On the plus side, platforms like TikTok, Twitter, Instagram, and Snap chat can be lifesavers for teens who feel isolated or marginalised, particularly LGBTQ teens.

In addition, social media helps teens feel more connected and not as lonely during the pandemic.

But the impact of social media on youth can also be significantly detrimental to mental health. In particular, social media and teen depression are closely linked.

Furthermore, overuse of the apps exposes teens to cyber bullying, body image issues, and tech addiction, and results in less time spent doing healthy, real-world activities.

And while the majority of parents believe they know what their child is posting on social media, according to a Pew Research poll, a survey of teens found that 70 per cent of them are hiding their online behaviour from their parents.

Are teens and social media platforms a good mix, or does social media use lower teen well-being?

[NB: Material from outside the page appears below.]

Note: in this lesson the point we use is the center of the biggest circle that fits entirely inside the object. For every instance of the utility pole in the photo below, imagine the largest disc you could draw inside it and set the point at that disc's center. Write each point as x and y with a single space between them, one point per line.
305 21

Why is social media bad?

This has become one of the more controversial questions regarding social media’s effects on teens, with studies showing varied results.

According to a recent report released by Common Sense Media on social media’s effects on teens, about half of the 1,500 young people surveyed said social media is very important for them in order to get support and advice, feel less alone, and express themselves creatively, as well as for staying in touch with friends and family members.

And 43 per cent said that using social media makes them feel better when they are depressed, stressed, or anxious.

Among LGBTQ youth, 52 per cent said social media helps them feel better when they are experiencing these difficult emotions.

On the other hand, the report also showed a strong association between social media and teens feeling depressed.

Youth with moderate to severe depressive symptoms were nearly twice as likely to say they used social media almost constantly.

One-third of teens with depression reported constant social media use, as compared to 18 per cent of young people who did not have depressive symptoms.

Furthermore, the more severe their symptoms were, the more anxious, lonely and depressed they felt after using social media.

Clearly, social media does not help teens who are already feeling depressed and seems to contribute to their negative outlook.

Is social media part of the reason that teen depression has drastically increased over the last decade?

Surveys of US adolescents show that teen depressive symptoms and suicide rates showed marked increases between 2010 and 2015, especially among females.

Some researchers theorize that the increase in social media and overall screen use between those years could account for these changes.

The adolescents surveyed who spent more time on social media sites were more likely to report mental health issues.

Those who spent more time on real-life activities, such as in-person social interaction, sports, exercise, homework, and print media, were less likely to report these issues.

Over the last decade, this theory has been borne out by a large body of research linking teenagers’ use of social media with increased teenage depression.

These studies show that the frequency of a teen’s use of social media has a clear correlation to their mental health.